The OnStar navigation system included in many American-made vehicles may be a particular weakness in automotive cybersecurity. According to Claims Journal writer Tom Krisher, CAESS members took advantage of OnStar’s cellular connectivity, which is normally a tool for users to report issues to a remote support center. Other data connections like Bluetooth, as well as built-in CD players, proved similarly vulnerable.
Specific exploits shown off at Defcon conference
At the 2013 Defcon security conference in August, Twitter’s Charlie Miller and IOActive’s Chris Valasek revealed some terrifying automobile hacks proven to work on the 2010 models of popular hybrids including the Toyota Prius and Ford Escape. According to Ars Technica’s Dan Goodin, the pair’s findings, which were funded by the Pentagon’s Defense Advanced Research Projects Agency, indicated that hacking a car can be as simple as getting a user to connect a particular Bluetooth handset or play a specific optical disc.
However, the underlying issue is the rising number of electronic control units (ECUs) in vehicles. Some vehicles have nearly 50 ECUs connected via an internal network, meaning that a successful hack could put control of a car’s brakes and engines into the hands of an unknown party. To pull that off, Miller and Valasek reverse-engineered the vehicles’ networks and began sending malicious code to ECU nodes, which currently have no screening process for authenticating messages or blocking suspected rogue transmissions.
“By examining the [controller area network] on which the ECUs communicate, it is possible to send proprietary messages to the ECUs in order to cause them to take some action, or even completely reprogram the ECU,” Miller and Valasek wrote in their findings. “ECUs are essentially embedded devices, networked together on the CAN bus. Each is powered and has a number of sensors and actuators attached to them.”

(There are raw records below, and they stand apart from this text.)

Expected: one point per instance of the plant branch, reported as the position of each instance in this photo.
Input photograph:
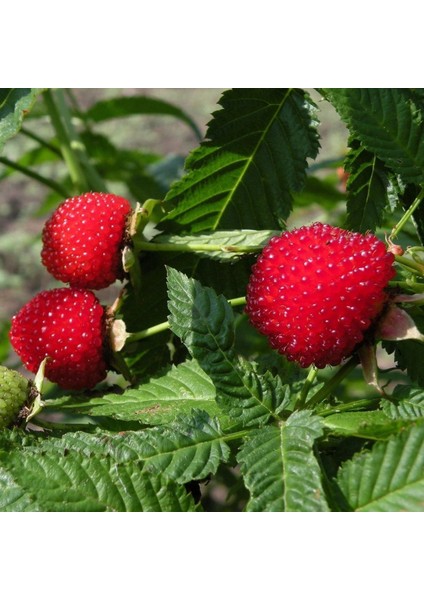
(194, 247)
(34, 175)
(407, 214)
(332, 383)
(160, 327)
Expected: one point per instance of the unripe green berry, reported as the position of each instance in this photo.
(14, 392)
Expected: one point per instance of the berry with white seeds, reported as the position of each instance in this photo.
(83, 240)
(15, 392)
(68, 326)
(314, 292)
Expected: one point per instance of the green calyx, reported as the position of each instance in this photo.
(15, 391)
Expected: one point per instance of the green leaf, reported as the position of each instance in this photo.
(406, 402)
(191, 448)
(15, 103)
(126, 106)
(367, 189)
(370, 425)
(223, 246)
(280, 469)
(68, 481)
(253, 159)
(388, 123)
(159, 401)
(204, 322)
(388, 478)
(409, 354)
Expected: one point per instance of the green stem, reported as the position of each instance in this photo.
(306, 387)
(75, 171)
(332, 383)
(33, 175)
(160, 327)
(53, 426)
(40, 141)
(407, 214)
(91, 176)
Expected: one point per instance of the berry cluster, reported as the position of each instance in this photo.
(82, 246)
(316, 290)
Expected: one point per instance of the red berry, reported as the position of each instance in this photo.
(314, 292)
(83, 239)
(68, 326)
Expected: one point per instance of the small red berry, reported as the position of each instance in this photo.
(67, 325)
(314, 292)
(83, 240)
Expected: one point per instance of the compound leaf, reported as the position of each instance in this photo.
(389, 123)
(192, 448)
(67, 481)
(367, 189)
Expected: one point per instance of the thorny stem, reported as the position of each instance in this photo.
(407, 214)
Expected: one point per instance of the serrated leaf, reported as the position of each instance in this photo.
(388, 124)
(59, 482)
(204, 321)
(409, 354)
(125, 106)
(223, 246)
(388, 478)
(253, 159)
(159, 401)
(370, 425)
(191, 448)
(367, 189)
(15, 103)
(280, 469)
(406, 402)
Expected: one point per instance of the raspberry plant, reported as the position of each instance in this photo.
(187, 397)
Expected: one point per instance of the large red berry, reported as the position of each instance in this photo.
(83, 239)
(67, 325)
(314, 292)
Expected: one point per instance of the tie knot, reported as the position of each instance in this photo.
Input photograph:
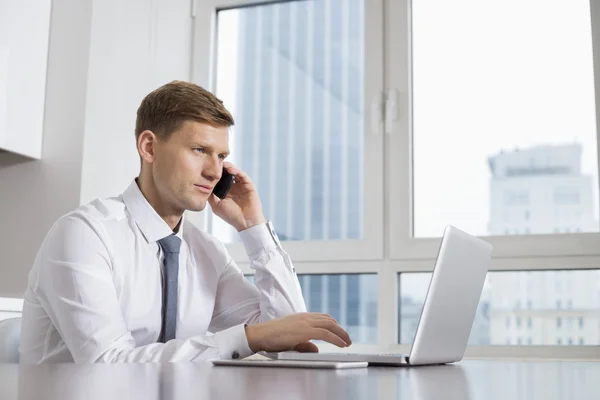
(170, 244)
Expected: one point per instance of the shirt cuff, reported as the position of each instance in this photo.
(233, 343)
(259, 237)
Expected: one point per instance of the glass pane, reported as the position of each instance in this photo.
(349, 298)
(519, 308)
(292, 75)
(504, 119)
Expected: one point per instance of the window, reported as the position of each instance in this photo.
(295, 77)
(531, 174)
(566, 195)
(495, 315)
(524, 156)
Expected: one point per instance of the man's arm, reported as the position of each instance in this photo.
(75, 287)
(276, 292)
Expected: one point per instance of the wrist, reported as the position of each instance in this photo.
(251, 337)
(249, 223)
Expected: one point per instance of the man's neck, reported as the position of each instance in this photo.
(148, 189)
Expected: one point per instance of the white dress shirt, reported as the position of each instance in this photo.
(94, 293)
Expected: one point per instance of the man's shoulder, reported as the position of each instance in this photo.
(205, 245)
(91, 216)
(198, 237)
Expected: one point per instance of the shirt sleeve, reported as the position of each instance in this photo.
(76, 289)
(275, 293)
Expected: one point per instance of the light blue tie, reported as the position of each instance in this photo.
(170, 245)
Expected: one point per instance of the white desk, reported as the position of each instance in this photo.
(468, 380)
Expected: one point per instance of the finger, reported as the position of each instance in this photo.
(306, 347)
(240, 176)
(328, 336)
(334, 328)
(213, 200)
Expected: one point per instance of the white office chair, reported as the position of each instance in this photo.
(10, 334)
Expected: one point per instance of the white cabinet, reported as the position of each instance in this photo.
(24, 34)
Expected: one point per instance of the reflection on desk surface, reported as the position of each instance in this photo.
(467, 380)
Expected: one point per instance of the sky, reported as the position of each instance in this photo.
(491, 76)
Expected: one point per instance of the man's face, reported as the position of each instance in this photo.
(189, 164)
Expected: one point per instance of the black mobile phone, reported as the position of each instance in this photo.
(222, 187)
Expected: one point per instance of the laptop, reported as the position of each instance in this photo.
(448, 312)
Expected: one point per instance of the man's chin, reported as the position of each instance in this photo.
(197, 206)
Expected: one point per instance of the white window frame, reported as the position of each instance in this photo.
(392, 250)
(370, 247)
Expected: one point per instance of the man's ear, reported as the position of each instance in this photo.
(147, 146)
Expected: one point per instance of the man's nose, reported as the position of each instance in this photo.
(212, 170)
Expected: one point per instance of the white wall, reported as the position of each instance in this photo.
(132, 47)
(136, 46)
(34, 193)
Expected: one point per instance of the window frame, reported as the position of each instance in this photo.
(399, 142)
(371, 246)
(396, 251)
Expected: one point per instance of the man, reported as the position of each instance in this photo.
(128, 279)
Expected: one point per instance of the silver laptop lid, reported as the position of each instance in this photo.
(452, 298)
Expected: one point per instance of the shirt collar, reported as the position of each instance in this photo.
(153, 227)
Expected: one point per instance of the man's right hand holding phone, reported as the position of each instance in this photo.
(241, 208)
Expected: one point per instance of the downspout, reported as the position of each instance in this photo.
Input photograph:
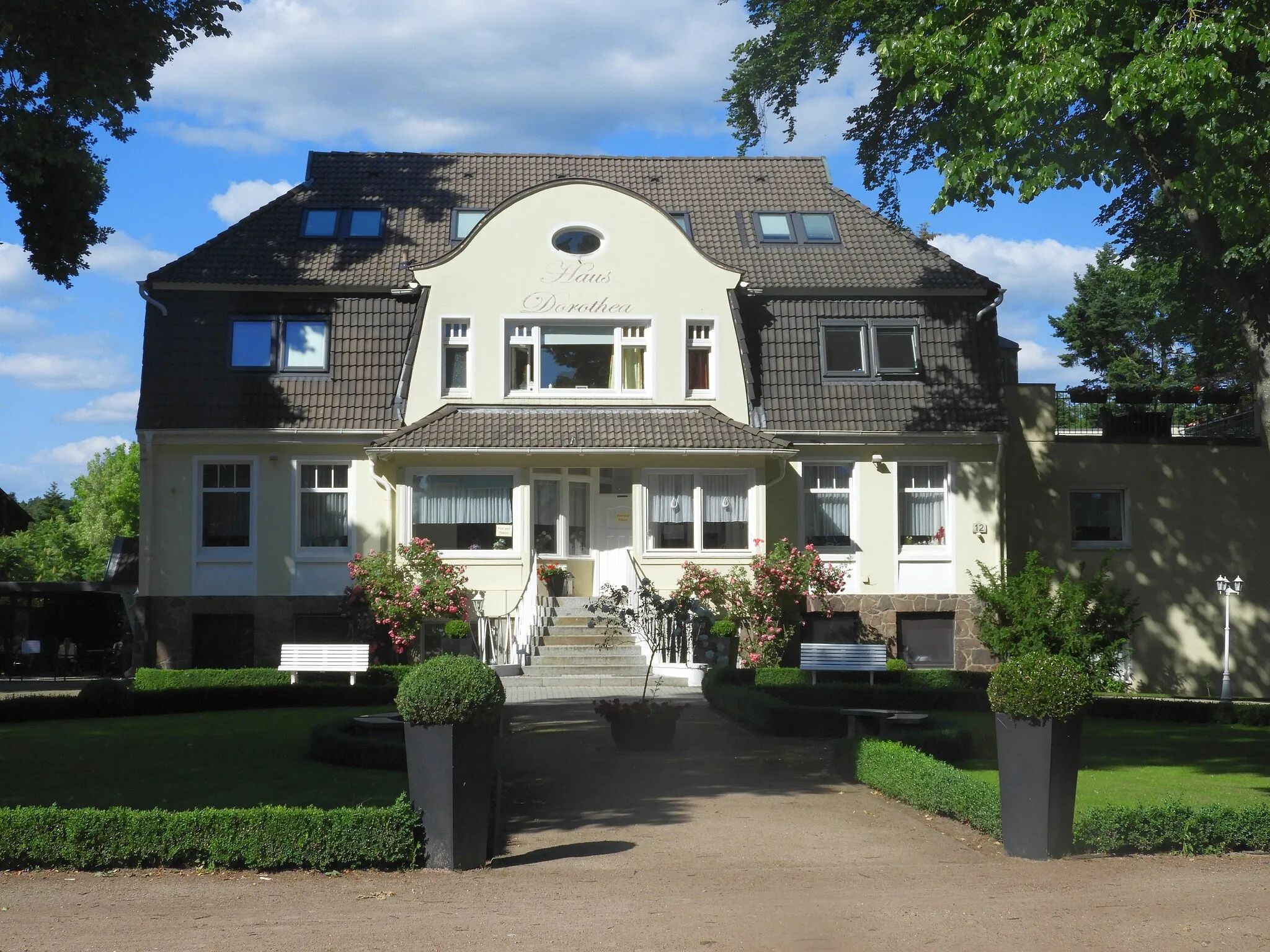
(145, 296)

In the case of the Prius, the pair used a precise sequence of ECU messages to delve into its “smart” parallel parking system and manipulate the car’s steering wheel at high speeds. Like the CAESS researchers, they were also able to change the speedometer and odometer readings.
Putting ECUs and automobiles on the cybersecurity radar
Automobiles could become key components of the emerging “Internet of things,” the close-proximity collection of networked appliances that would supplement or even replace traditional computers. However, carmakers have a ways to go in terms of taking cybersecurity as seriously as they take passenger safety. In fact, the two may become inseparable: One successful hack could lead to a disastrous accident, now that ECUs are attached to almost every critical automotive function.

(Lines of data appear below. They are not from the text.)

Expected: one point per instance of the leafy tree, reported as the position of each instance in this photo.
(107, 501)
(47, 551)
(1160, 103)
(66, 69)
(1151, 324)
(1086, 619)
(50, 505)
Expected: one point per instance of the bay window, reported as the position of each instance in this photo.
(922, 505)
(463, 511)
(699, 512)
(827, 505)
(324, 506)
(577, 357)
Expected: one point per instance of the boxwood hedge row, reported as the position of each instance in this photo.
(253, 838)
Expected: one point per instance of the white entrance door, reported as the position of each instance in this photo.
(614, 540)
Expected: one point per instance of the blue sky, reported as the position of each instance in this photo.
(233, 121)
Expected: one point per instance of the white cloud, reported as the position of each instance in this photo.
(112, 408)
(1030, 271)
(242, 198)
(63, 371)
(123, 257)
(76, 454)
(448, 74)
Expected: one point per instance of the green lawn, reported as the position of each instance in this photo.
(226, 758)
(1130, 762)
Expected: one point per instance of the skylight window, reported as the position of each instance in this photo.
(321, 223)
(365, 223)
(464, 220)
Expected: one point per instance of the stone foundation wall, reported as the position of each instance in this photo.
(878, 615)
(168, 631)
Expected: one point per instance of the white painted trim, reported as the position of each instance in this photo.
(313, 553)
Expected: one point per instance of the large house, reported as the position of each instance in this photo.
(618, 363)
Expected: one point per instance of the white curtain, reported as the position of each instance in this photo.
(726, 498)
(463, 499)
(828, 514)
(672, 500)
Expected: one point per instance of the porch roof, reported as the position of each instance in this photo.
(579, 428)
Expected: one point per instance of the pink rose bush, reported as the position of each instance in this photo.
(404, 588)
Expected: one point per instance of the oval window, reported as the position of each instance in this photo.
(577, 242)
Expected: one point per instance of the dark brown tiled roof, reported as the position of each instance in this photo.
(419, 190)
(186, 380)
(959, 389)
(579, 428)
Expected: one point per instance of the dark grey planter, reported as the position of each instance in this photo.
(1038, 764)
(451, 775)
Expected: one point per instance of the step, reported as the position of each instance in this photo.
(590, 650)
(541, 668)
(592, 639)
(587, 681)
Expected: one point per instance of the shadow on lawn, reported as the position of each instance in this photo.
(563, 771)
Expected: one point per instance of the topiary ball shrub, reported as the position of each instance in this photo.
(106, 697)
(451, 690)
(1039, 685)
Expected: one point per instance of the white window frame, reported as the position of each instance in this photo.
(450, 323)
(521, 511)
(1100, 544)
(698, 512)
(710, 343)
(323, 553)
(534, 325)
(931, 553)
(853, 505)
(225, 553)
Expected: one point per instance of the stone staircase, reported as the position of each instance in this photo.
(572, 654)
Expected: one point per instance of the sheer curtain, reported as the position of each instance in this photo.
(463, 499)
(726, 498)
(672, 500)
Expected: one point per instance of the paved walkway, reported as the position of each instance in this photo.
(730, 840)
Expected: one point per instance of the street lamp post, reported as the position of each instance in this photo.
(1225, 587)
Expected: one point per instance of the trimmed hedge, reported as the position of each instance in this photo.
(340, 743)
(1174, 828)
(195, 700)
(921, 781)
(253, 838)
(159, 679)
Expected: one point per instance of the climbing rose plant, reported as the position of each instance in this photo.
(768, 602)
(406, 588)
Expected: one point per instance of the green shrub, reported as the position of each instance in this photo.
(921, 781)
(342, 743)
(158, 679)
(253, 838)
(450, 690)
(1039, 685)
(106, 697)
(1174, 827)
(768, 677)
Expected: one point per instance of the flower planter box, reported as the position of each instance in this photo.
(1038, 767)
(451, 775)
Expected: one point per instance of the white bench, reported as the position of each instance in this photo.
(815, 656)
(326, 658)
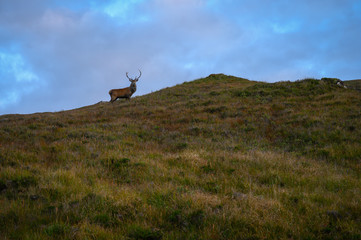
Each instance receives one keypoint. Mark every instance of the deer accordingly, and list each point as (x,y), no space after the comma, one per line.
(125,92)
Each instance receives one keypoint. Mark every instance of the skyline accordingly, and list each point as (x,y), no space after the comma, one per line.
(59,55)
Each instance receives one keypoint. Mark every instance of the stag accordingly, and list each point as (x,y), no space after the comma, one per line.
(125,92)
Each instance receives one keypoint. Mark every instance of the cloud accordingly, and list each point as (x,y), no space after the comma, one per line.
(72,53)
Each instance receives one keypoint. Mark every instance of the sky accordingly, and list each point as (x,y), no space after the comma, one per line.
(63,54)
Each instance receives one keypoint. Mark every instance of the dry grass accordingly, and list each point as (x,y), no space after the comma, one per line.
(217,158)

Manufacturers could start by making ECUs easier to monitor, control and develop for, rather than keeping them so close the vest. They are not simply computers, but devices tasked with keeping people safe.

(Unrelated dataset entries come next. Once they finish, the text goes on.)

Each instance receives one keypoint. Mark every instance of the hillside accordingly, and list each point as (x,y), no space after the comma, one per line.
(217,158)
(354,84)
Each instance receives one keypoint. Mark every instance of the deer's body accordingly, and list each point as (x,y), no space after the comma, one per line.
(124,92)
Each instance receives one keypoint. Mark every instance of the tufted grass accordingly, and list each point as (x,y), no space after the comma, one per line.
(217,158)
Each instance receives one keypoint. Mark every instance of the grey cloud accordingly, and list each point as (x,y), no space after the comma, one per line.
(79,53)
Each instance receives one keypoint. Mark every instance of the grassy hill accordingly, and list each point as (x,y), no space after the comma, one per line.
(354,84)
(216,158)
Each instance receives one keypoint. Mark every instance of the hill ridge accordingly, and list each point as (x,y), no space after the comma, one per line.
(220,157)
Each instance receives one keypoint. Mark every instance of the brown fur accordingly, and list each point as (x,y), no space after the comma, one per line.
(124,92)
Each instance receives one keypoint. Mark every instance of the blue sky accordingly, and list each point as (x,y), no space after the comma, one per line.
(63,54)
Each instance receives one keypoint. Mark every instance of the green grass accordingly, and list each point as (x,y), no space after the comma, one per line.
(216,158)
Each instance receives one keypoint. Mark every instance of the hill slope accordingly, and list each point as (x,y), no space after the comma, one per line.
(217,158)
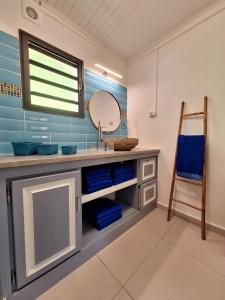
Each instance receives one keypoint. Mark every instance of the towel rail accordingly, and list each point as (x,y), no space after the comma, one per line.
(187,204)
(191,182)
(202,183)
(193,114)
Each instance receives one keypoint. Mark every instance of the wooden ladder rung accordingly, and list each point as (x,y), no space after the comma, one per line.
(187,204)
(193,114)
(187,181)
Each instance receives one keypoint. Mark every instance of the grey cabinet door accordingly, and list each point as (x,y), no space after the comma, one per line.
(46,223)
(148,169)
(148,193)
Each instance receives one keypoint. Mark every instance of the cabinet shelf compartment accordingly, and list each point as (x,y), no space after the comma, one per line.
(128,198)
(91,234)
(109,190)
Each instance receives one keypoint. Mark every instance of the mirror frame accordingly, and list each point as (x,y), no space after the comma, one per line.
(117,104)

“Currently, there is no easy way to write custom software to monitor and interact with the ECUs in modern automobiles,” stated a white paper summarizing Miller and Valasek’s findings. “The fact that a risk of attack exists but there is not a way for researchers to monitor or interact with the system is distressing.”
Fortunately, mainstream car hacking may not be viable for some time, perhaps giving the automotive industry ample time to reboot its approach to cyber security. One CAESS contributor referred to car hackers as a “rarefied group,” and he did not foresee real-world duplication of the researcher’s extraordinary exploits. In the short-term, car owners may have to be more conscious of simple hacks that could compromise their door locks and facilitate. Ultimately, however, manufacturers must ensure that vehicles, like computers, are better prepared even for worst-case scenarios.